I think the general reaction on the rule book is, the thicker it is, the less useful it is, because you want people to make ethical decisions. The more you complicate life, you end up pretending you have perfect or almost perfect foreknowledge of all the permutations that can arise, and that you've got rules and sub-rules to deal with each one of them. Then it's more or less a mechanical process, expedited nowadays by using keywords, for example, and you find the right sub-sub-sub-rule for the extremely rare circumstance, that nevertheless, despite its rarity, you were able to anticipate.
You can tell from my involved sentence with long words, I don't think a lot more rules are necessary. I think that people operate better and more maturely when they're challenged to understand principles, and then go through enough iterations of applying those principles. We can look, for example, at the kinds of simulations that Mr. MacDonald talked about. They should be very rich simulations and not just a few sentences about “if this arises, what do you do; if that arises, what do you do”. They should be the sort of thing that a good playwright would give you in a one-act play.

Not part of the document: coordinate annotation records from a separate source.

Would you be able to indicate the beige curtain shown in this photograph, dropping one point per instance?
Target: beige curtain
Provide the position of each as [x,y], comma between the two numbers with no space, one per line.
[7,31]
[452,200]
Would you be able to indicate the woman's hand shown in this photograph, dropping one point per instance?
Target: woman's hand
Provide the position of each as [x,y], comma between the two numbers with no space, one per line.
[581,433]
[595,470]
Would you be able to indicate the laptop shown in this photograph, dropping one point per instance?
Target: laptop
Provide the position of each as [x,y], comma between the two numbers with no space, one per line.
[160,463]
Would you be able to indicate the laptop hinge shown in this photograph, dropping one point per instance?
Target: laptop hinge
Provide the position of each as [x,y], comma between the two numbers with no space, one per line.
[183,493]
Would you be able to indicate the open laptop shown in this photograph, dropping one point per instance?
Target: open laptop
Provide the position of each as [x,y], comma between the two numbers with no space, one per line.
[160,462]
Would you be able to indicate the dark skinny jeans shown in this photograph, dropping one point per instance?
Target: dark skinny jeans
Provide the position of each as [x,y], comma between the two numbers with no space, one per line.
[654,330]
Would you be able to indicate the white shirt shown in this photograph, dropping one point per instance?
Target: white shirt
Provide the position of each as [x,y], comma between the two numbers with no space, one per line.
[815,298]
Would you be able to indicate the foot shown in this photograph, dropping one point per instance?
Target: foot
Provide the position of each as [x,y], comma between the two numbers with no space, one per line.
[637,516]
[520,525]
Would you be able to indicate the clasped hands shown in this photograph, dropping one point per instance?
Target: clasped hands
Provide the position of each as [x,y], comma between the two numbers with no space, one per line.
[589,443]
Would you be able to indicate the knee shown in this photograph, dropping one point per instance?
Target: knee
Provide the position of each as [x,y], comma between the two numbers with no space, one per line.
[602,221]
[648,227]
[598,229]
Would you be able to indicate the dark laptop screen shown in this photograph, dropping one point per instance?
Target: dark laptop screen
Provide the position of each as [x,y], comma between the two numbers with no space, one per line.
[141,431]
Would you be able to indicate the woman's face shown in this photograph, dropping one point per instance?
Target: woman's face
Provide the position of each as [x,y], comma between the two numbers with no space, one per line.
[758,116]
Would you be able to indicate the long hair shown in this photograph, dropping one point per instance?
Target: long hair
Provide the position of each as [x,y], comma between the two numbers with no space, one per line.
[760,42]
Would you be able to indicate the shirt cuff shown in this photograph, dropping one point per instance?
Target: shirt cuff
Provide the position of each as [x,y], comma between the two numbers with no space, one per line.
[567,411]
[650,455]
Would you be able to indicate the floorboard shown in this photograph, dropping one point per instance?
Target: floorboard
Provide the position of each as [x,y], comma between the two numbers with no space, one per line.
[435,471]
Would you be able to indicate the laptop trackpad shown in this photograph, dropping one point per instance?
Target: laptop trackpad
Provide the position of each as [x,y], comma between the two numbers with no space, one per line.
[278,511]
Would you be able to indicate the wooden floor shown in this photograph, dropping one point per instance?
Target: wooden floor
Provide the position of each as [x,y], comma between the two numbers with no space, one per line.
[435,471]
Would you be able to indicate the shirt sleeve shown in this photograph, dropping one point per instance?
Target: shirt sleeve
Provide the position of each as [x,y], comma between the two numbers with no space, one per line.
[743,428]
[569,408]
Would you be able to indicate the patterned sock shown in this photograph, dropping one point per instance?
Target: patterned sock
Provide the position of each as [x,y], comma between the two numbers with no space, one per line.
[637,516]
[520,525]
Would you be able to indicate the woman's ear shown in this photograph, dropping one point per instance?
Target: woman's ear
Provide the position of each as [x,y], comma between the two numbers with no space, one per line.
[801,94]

You do a lot of those, and then you become sophisticated in how to think of principles and ideals. Then you'll come up with the best possible answer.
It's a grey world, and it's not as if at the end of this somebody else has the correct answer and is going to check whether you got it or not. No, you have to have a really good answer and really plausible reasons why you brought it up, and somebody else has to do a darn fine job of coming up with a better scenario than you did.